Sister Spokesman keeps growing to meet Black women’s needs and interests
High praise comes from Minnesota Spokesman-Recorder Publisher and CEO Tracey Williams-Dillard when speaking about the Medtronic Foundation, crediting Jacob Gale, the foundation’s vice president of philanthropy, with making a strong effort to support communities of color. The Spokesman-Recorder nonprofit has benefited from Foundation support over the years, especially its Annual Graduation Celebration and its Sister Spokesman program.
Now in its 13th year, Sister Spokesman was the brainchild of Williams-Dillard and Theresa Upton, who at the time worked for American Family Insurance as a marketing manager. The two met through business affairs and noticed that when Minnesota corporations hired people of color to key positions, they often wouldn’t stay.
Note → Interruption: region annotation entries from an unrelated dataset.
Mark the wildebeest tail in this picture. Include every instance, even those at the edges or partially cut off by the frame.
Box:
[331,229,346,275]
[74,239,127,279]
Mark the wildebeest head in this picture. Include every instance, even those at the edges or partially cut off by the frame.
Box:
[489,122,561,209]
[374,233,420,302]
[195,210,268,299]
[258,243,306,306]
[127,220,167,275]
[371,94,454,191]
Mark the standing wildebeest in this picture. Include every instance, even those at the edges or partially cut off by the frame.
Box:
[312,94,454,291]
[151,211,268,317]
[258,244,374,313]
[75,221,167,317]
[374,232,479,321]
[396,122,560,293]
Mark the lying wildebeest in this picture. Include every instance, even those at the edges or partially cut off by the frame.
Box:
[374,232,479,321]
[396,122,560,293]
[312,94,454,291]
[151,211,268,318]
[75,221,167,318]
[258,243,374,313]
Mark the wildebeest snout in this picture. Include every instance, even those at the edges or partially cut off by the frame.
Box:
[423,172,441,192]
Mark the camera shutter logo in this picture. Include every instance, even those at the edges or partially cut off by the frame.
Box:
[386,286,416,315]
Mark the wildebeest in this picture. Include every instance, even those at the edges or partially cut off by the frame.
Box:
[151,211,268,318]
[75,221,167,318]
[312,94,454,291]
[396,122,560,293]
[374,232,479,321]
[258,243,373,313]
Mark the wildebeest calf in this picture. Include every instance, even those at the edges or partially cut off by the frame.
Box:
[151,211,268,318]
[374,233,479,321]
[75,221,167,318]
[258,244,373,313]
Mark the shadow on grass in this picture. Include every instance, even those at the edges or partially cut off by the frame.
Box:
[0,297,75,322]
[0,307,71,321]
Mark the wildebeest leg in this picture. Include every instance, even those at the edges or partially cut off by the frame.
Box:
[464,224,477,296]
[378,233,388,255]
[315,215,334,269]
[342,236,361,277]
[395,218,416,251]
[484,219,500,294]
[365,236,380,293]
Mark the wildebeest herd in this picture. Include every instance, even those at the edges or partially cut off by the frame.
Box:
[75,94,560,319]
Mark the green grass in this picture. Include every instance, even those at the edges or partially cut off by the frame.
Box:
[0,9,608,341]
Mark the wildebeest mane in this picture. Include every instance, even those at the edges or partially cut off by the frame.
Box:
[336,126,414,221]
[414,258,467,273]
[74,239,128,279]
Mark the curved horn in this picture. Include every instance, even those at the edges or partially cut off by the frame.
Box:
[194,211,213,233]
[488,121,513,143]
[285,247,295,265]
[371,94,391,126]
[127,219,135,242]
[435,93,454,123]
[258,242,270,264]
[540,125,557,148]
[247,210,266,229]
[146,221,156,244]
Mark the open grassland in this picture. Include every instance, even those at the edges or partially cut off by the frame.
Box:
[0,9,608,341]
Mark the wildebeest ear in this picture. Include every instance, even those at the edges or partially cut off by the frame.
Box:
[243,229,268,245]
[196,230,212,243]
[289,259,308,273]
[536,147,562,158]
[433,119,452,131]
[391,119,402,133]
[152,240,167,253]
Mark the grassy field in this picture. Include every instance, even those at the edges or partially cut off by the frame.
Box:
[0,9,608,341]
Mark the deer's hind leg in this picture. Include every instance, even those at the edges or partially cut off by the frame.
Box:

To address the issue, the two looked at how to help corporations be more diverse and keep people of color.
Williams-Dillard and Upton believed that the answer was in building a support system of women professionals. “We really wanted it to be about Black women just coming together, getting to know one another, being in a relaxed environment and having a good time,’ says Williams-Dillard. “We wanted to create an environment where women would feel like they were among friends and a sisterhood network to help them connect to their community and would make them stay here in Minnesota.
Upton says, “We wanted to do something that made connections to the community and got people involved in doing good things. We finally came up with Sister Spokesman.”
Arnellia’s Nightclub owner Arnellia Allen, who passed in December 2017, was the opening honoree for Sister Spokesman, the venue being the Press Box in downtown Minneapolis. “That was the place that we recognized Allen,” says Williams-Dillard. “She was our first sister that we recognized as a Black professional woman, doing business compatible with Sister Spokesman’s mission. She was a beacon.”
Thereafter, Arnellia’s Nightclub became a frequent venue host where crowds sometimes overflowed the monthly Saturday event. In an effort “to go where the sisters are,” in Williams-Dillard’s words, Sister Spokesman has rotated among a range of venues including the Minneapolis Urban League, Sabathani Community Center, Arnellia’s, the Minnesota Historical Society, the Minneapolis Women’s Club, Hallie Q. Brown and the Minnesota Café.
Since Sister Spokesman’s creation, the focus has shifted from reaching primarily the professional Black woman to reaching Black women in the community as a whole. In recent years it has grown into an opportunity for women to socialize with a wide range of other women regardless of occupation – whether blue-collar worker, homemaker, professional or entrepreneur, young or old, Sister Spokesman has become an all-inclusive women’s meeting place.
Although Sister Spokesman originated with a sisterhood focus, it has also grown to include events where men are included, such as the Legacy Boat Cruise held in August, a major Sister Spokesman fundraiser now in its fourth year. Men are welcomed to an annual event in December where mothers are honored.
Just as most business ideas never stay the same from conception to realization, so has Sister Spokesman increasingly grown into an opportunity for women to learn about and develop small businesses, getting advice from panel professionals, shopping small business owners, checking on health, providing fitness sessions, and giving new entrepreneurs encouragement and exposure. Mo’s Fitness and Built for Wealth are two examples of smaller companies that have benefited from Sister Spokesman’s Small Business Showcase held October 2017.
Monique Adams started her company, Mo’s Fitness, a year ago after creating a waist trainer and losing 69 pounds through changing her meals and exercise from December to March. Her company is called Mo’s Fitness which focuses on the overall body and health, but what her company is best known for is trimming the stomach area via her products. With Sister Spokesman serving as her first vendor venue last year, Adams has since gained the confidence to attend four other venues as a business vendor.
Rochelle Zanders has a small business called Built for Wealth that she uses as a side income. Zanders says, “It gives people an opportunity to learn how to trade in the foreign exchange market, and how to start their own business between networking and the trade market.
Leticia Alvarez, Williams-Dillard’s daughter, is heavily involved with Sister Spokesman and sees the good that it does in the community for Black women. Alvarez closely monitors the program’s online presence: “Anytime she sees us online and in line with what the young folks are thinking and doing, she [Alvarez] gives us the thumbs-up.”
Says Williams-Dillard, “It’s companies like Medtronic Foundation that get behind initiatives like Sister Spokesman and our Annual Graduation Celebration that help make community-based programs as successful as ours have become over the years. Our success depends on the support of people who believe and put their money behind what they believe.”